On January 14, 1956, The Sahara opened northeast of the mall property and consisted of a theatre and restaurant under one facility. The theatre was taken over by Famous Players and reopened as the Westmount Theatre on August 12, 1965. The theatre was twinned in 1972 and renamed as Westmount Cinemas. The theatre moved inside the mall with the opening of the four-screen Famous Players theatre on November 8, 1985. In 2005, Cineplex Galaxy sold the theatre to Empire Theatres before it finally closed on February 27, 2011. A second theatre, the four-screen Cineplex Odeon, opened in the mall on December 20, 1985, but closed in 2000 as the south end part of the mall was demolished to make way for a relocated Safeway.

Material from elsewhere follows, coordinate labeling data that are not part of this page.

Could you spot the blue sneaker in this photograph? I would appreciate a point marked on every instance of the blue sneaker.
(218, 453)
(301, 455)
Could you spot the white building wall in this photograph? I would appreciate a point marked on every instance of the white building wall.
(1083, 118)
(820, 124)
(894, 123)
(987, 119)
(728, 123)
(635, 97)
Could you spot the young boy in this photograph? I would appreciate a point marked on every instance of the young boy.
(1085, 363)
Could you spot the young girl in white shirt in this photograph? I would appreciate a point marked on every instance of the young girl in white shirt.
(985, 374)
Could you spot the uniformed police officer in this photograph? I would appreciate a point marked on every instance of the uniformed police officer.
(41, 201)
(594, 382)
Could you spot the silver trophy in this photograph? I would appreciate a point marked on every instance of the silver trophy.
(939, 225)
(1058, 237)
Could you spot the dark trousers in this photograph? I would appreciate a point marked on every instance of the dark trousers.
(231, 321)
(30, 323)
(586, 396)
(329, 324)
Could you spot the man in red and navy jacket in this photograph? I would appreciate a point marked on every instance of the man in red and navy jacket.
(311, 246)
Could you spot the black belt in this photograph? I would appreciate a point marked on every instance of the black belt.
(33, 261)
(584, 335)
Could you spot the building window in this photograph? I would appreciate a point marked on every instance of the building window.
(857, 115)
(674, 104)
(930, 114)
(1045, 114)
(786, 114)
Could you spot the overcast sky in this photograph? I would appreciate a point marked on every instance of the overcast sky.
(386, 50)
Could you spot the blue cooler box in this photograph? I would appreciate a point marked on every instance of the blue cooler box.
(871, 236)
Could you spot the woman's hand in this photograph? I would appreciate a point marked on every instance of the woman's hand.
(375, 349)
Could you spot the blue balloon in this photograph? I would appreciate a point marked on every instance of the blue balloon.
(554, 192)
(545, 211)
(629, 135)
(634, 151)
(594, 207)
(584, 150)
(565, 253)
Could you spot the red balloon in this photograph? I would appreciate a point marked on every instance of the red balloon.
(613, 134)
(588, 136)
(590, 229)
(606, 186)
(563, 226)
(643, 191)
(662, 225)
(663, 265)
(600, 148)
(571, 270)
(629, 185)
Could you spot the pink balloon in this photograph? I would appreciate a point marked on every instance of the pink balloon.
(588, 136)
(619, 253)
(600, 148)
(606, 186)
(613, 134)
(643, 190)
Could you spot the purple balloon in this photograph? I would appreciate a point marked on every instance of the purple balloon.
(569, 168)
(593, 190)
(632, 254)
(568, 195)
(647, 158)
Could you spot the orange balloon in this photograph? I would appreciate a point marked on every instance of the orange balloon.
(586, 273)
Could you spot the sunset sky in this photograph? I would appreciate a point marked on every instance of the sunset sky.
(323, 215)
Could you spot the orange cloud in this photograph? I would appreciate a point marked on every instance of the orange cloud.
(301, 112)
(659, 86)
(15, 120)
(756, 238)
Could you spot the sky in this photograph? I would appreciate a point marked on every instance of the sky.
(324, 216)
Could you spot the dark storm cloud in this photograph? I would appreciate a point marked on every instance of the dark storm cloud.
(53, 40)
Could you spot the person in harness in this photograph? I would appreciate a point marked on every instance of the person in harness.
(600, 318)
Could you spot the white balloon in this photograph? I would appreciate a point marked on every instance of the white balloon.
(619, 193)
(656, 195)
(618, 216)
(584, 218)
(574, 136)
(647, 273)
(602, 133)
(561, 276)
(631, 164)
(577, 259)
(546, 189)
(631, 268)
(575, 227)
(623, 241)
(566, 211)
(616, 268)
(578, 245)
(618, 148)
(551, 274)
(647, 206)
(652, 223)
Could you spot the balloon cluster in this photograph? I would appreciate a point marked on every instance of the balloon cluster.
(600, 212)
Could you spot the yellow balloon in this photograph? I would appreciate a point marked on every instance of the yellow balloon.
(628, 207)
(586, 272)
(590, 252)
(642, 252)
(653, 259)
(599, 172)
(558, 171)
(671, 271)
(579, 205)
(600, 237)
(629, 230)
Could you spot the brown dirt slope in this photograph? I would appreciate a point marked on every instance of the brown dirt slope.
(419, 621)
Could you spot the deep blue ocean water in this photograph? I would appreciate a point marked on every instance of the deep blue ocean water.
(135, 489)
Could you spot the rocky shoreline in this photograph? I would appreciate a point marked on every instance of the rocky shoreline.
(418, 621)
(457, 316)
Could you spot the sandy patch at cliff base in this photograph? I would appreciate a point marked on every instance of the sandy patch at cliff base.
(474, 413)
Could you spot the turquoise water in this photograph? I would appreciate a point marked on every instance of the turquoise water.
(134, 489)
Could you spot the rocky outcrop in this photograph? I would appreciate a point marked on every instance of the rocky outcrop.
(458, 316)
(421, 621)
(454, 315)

In 1966, Westmount was converted into an indoor shopping mall. The renovation was devised by local architect Peter Hemingway, who later designed Coronation Pool (now known as Peter Hemingway Aquatic Centre) at the nearby Coronation Park. Triple Five purchased the mall from Woodward's for $12 million in December 1984. The following year, the mall underwent a $21 million renovation that included a 160,000 ft2 expansion, 60 new retailers, a new food court, a movie theatre, and a new interior, which was completed on October 17, 1985. In 1993, Woodward's closed and its location was converted to Zellers. In 1995, Triple Five sold the mall to GE Capital Corp and Maurice Fagan. From 1999 to 2000, Westmount Centre underwent a $30 million redevelopment which included a new regulation-size ice rink and 540-seat food court in the centre of the mall, and a relocated Safeway. Free-standing locations of TD Bank and McDonald's were also constructed on the mall's east parking lot. With this, 2 full McDonald's locations operated in the mall area, until 2013-2014 when the McDonald's located in the mall food court closed, leaving the outparcel as the only one located at Westmount.

On March 14, 2007, First Capital Realty acquired the mall for $70 million in cash with immediate plans to demolish a non-functioning portion of the mall between Zellers and Shoppers Drug Mart to make room for The Home Depot's first in-fill store in Edmonton, which opened in November 2008. On June 6, 2012, Zellers closed and its space was taken over by Walmart later that same year. On October 19, 2022, Walmart closed after the company announced in July 2021 that it would be relocating the Westmount Centre location to Kingsway Mall.

In May 2024, Westmount Centre gave 30-day end of tendency notices to stores located on one side of the hallway between Safeway and the former Smitty’s in the southeast portion of the mall. No official explanation was given but several tenants believed that recent leaks from the roof above the abandoned theatre complex on the second floor was the cause.

First Capital Realty announced in March 2026 that Westmount Centre would be redeveloped into an outdoor shopping centre by 2028, a return to the mall's original outdoor-access concept. The redevelopment includes demolishing the middle section of the mall that once housed former theatre complex on the second level, new pedestrian corridors, exterior access to existing tenants, and an expanded west parking lot.